The goal is to plot more than 4,000 walking routes on an online map, using the 200,000km of footpaths and bridleways that trace their way between village, town and city

Juliana O'Rourke
15 June 2020
Daniel Raven-Ellison
Daniel Raven-Ellison

 

An ambitious project led by National Geographic Explorer Daniel Raven-Ellison has recruited an army of 500 volunteers to create the most comprehensive network of walking routes in Great Britain – linking every village, town and city via the nation’s intricate web of public rights of way.

The Slow Ways project is the brainchild of geographer and explorer Raven-Ellison. Back in February, pre COVID, TX wrote about how the OS GetOutside Champion organised a hack day to map a network of off-road walking routes connecting all of Great Britain’s towns and cities. Raven-Ellison used his blog to explain how he hoped to develop a ‘Slow Ways’ walking network running off-road between Britain’s towns and cities, running the project in collaboration with OS Maps with support from the Kestrelman Trust.‘ A few years ago, when planning a route between Salisbury and Winchester, I started to wonder,’ he said, back in January 2020. ‘There are over 200,000 km of public rights of way, but there isn’t a comprehensive network designed to help people walk off-road between Britain’s towns and cities.’
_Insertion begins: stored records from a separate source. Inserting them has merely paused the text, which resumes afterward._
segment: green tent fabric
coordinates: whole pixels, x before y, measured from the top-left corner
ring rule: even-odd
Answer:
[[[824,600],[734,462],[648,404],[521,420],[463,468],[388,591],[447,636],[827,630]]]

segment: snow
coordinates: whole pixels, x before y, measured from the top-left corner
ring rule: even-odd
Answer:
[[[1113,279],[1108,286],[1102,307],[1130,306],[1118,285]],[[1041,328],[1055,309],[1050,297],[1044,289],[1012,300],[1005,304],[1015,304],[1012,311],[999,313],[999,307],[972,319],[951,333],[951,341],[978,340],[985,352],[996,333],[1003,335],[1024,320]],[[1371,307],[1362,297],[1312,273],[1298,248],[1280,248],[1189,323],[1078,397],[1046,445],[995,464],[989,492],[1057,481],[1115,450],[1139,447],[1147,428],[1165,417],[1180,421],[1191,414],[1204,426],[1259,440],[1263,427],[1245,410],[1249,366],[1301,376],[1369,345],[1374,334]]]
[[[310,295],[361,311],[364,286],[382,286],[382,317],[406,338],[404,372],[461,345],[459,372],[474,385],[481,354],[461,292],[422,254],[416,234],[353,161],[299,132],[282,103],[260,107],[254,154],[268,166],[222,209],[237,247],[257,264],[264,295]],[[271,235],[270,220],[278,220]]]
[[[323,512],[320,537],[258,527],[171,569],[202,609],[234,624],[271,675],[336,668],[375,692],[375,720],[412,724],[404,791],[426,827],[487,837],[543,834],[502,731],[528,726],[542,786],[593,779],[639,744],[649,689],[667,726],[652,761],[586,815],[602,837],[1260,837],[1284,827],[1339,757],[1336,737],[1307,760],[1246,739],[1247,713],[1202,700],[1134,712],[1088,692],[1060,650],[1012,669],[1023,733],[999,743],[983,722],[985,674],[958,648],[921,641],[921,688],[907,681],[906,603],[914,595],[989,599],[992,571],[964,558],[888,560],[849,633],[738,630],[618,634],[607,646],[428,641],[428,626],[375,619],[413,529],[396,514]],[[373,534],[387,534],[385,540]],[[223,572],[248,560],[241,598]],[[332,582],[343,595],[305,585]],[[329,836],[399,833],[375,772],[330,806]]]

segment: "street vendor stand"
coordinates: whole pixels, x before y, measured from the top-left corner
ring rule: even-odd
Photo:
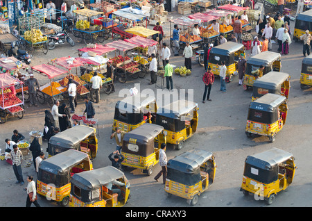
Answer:
[[[145,73],[137,67],[139,63],[125,56],[128,51],[137,47],[137,44],[119,40],[106,44],[105,46],[114,47],[119,51],[119,55],[117,56],[115,52],[115,57],[111,60],[113,60],[113,66],[117,69],[116,74],[120,82],[125,83],[128,76],[131,76],[135,79],[139,76],[142,77],[143,74],[145,76]],[[121,52],[123,54],[123,56],[120,55]]]
[[[173,34],[173,32],[171,31],[171,23],[173,23],[174,24],[182,26],[183,26],[183,33],[185,33],[185,27],[187,27],[189,30],[191,27],[193,27],[194,26],[194,24],[200,24],[200,23],[202,22],[201,20],[193,19],[186,18],[186,17],[177,18],[177,19],[171,19],[169,22],[170,22],[170,47],[171,47],[173,51],[174,46],[173,46],[173,40],[171,37],[172,34]],[[180,36],[181,35],[182,35],[182,34],[180,33]],[[180,42],[179,42],[180,51],[183,51],[183,50],[184,49],[186,41],[189,41],[190,42],[190,45],[192,46],[192,48],[195,46],[195,44],[194,45],[192,45],[192,44],[196,44],[196,43],[199,43],[199,44],[201,45],[202,42],[203,42],[203,39],[201,38],[200,38],[200,39],[197,39],[196,40],[191,40],[190,38],[186,39],[184,40],[182,40],[181,39],[180,39]],[[197,46],[197,44],[196,44],[196,46]]]
[[[76,38],[83,39],[86,44],[105,40],[106,30],[101,25],[90,25],[91,21],[101,17],[103,13],[88,8],[73,10],[78,19],[73,27],[73,33]]]
[[[40,86],[39,90],[37,90],[37,99],[39,103],[44,104],[46,102],[52,107],[55,100],[64,99],[62,95],[67,90],[67,88],[62,86],[57,81],[54,81],[54,78],[68,73],[67,70],[46,64],[33,66],[31,69],[50,79],[50,83]]]
[[[10,76],[9,74],[0,74],[0,122],[6,122],[8,116],[16,115],[19,119],[23,118],[24,109],[24,93],[22,91],[22,100],[19,99],[10,88],[14,88],[16,83],[21,84],[23,82]]]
Help design the new Slow Ways logo: enter your ideas before 30 June and win £250

Now, with the support of National Geographic, Raven-Ellison has been seeking to find a silver lining to the cloud of coronavirus lockdown. His goal is to plot more than 4,000 walking routes on an online map, using the 200,000km of footpaths and bridleways that trace their way between village, town and city. With the population confined to home, his intrepid routes-without-boots scheme has required nothing more than a computer, map-reading skills and a galvanised public spirit. 

'At what point did we lose how these routes actually work from our collective public imagination?,' asks Raven-Ellison. 

The motor car clearly shoulders much of the blame for this – distorting our perception of distance and devouring the quiet lanes and sunken roads that would once have borne only footprints and hoofprints. Yet rarely has the need for these ancient pedestrian routes been more acute. In the face of physical and mental health crises, alongside climate and nature emergencies, the Slow Ways routes emerge as a perfect solution, returning walking from a recreation to a practical, cash-saving mode of transport.